Palabras, palabras…Y en su nombre, o mejor, tras su ruta, el maravilloso juego que entabla el relato con una de las imágenes míticas primordiales, en virtud de la reinterpretación del mito de la lluvia, la divina simiente de un dios padre tendido en fecundidad sobre la Madre Tierra. Primero, es Lucía niña quien despliega, en la narración, el lúdico reverberar de tales dimensiones mitológicas: «Tendida sobre el césped el verde me acaricia con sus dedos de hierba. Extiendo la mano para atrapar un insecto, casi lo alcanzo, y dos brazos me levantan a la vez que oigo voces conocidas. “José, Lucía no intenta incorporarse sola”. La respuesta inmediata: “Déjala, le gusta sentir la tierra”».

El respaldo lírico de los encabezados refuerza, por su parte, los ecos de asociaciones. «Dardos de lluvia —dice uno de ellos— lanzados desde el arco de una nube penetran la tierra y la fecundan en silencio». Y luego:

Una tarde reposo en el jardín y siento suaves toques en la cabeza, en los brazos y en las piernas; miro hacia lo alto para recibir las gotas que caen del cielo y permanezco inmóvil con la caricia que resbala desde el cuello hasta la espalda. Abro la boca para probar su sabor de aire, de árboles y de frutas y aprendo que esas gotas venidas del cielo se llaman lluvia, y que al caer inventan un lenguaje.

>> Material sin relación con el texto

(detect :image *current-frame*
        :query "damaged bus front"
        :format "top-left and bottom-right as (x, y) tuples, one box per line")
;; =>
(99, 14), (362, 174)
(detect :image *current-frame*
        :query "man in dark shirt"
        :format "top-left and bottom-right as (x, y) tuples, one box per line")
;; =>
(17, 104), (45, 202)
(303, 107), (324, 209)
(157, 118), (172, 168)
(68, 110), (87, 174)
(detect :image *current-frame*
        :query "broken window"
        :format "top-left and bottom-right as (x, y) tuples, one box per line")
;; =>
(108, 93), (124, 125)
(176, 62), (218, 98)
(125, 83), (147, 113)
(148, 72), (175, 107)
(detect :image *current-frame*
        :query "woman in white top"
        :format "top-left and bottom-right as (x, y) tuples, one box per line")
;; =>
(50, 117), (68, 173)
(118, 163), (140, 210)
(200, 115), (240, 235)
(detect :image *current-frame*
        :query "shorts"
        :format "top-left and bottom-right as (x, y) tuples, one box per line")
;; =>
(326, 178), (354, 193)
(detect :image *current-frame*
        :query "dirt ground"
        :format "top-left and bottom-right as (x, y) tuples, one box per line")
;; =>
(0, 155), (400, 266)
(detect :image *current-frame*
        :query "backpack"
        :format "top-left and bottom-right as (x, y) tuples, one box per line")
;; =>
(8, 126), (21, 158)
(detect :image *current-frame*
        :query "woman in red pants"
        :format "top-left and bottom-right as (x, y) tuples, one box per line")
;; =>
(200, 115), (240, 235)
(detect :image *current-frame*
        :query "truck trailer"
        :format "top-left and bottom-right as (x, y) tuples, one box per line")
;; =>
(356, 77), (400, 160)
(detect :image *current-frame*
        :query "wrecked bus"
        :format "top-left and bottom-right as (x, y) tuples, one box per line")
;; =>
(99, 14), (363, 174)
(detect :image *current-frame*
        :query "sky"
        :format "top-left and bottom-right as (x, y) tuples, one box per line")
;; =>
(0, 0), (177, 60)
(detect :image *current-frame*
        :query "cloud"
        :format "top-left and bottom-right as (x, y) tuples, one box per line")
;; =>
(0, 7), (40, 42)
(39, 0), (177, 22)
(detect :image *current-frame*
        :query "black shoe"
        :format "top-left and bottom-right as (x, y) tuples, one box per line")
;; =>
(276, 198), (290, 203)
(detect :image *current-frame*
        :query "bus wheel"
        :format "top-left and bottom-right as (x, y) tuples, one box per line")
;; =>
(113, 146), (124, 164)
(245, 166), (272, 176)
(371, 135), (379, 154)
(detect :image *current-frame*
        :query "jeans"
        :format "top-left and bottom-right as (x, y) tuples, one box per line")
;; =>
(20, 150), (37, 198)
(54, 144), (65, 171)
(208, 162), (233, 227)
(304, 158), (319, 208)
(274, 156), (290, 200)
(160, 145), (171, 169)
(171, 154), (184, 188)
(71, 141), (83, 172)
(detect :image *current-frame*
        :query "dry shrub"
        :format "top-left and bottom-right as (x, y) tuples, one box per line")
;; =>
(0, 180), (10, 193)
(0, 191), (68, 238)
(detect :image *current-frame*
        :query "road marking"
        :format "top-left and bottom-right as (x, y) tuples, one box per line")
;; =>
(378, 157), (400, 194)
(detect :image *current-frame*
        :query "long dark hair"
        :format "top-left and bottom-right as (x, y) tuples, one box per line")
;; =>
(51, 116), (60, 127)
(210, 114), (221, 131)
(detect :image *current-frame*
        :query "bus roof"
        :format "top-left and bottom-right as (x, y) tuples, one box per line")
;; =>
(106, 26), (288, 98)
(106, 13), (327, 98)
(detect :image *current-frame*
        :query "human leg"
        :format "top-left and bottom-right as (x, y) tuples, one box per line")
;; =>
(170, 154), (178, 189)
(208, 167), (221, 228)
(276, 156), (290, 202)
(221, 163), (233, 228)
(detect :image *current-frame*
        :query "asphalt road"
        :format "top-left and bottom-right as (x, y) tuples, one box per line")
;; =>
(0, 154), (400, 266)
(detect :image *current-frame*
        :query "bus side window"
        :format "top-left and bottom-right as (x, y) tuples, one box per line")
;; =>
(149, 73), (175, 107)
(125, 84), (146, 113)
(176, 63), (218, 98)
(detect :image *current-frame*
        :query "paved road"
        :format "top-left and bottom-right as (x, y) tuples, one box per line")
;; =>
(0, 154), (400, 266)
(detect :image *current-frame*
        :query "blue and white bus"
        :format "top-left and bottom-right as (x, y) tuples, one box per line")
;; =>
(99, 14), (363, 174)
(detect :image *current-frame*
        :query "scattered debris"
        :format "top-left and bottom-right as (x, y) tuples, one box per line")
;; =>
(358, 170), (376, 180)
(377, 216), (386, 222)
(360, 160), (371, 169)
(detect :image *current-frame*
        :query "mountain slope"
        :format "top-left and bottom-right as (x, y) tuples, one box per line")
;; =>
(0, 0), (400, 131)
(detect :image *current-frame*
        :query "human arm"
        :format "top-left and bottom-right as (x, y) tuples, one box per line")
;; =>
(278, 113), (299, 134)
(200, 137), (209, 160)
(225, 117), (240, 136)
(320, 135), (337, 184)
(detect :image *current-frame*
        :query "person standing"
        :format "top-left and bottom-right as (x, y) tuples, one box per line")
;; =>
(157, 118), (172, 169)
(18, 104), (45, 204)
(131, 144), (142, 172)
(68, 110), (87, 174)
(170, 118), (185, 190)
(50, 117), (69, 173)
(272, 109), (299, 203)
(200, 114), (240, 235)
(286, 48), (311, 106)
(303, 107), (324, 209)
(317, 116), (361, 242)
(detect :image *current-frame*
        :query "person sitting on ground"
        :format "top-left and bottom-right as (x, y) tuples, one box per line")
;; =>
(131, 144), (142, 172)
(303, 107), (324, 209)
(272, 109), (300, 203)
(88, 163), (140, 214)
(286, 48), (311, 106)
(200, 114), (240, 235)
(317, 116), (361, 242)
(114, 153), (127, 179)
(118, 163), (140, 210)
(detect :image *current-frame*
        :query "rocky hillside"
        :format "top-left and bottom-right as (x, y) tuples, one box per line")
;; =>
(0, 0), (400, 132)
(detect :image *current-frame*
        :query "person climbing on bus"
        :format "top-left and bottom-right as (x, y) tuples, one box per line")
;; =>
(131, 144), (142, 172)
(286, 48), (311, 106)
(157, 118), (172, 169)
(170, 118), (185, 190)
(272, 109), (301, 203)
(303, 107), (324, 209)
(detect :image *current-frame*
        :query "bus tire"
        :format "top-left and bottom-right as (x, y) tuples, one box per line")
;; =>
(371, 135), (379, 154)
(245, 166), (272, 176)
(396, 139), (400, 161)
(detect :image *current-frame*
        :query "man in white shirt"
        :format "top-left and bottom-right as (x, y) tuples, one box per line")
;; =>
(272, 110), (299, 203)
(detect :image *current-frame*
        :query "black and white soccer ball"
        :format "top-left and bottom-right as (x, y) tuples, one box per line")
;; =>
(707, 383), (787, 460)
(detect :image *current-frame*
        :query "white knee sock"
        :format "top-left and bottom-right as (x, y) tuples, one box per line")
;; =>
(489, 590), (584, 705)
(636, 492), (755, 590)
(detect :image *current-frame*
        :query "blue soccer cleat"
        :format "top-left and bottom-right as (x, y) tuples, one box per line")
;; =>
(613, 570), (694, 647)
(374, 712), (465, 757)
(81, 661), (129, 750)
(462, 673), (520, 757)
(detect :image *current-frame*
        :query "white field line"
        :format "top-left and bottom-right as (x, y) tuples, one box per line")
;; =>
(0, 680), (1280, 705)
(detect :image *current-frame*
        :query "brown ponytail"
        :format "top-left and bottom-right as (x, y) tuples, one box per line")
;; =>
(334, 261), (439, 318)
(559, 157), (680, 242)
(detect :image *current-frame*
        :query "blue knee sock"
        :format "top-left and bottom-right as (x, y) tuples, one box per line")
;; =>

Gotas de lluvia que en su misión de caer, generan un lenguaje. Al final de la narración desaparece la lluvia, quizá, porque se ha vuelto innecesaria: presente está la Madre-Tierra-Autora, hallada y revelada en la fertilidad sin límites que es su tejido, el texto. De resultar así, esta novela regresaría a los orígenes telúricos de su quehacer literario, a aquellos Cuentos de la tierra que fueron la primera obra que publicó, su obra inaugural. Un ciclo como anillo al dedo, ciertamente, en esa búsqueda de sí para encontrar lo otro. Y en ese camino de perfección que, en consonancia, ha de signar tanto la escritura literaria, como la voz de autoría que aspira a la autenticidad.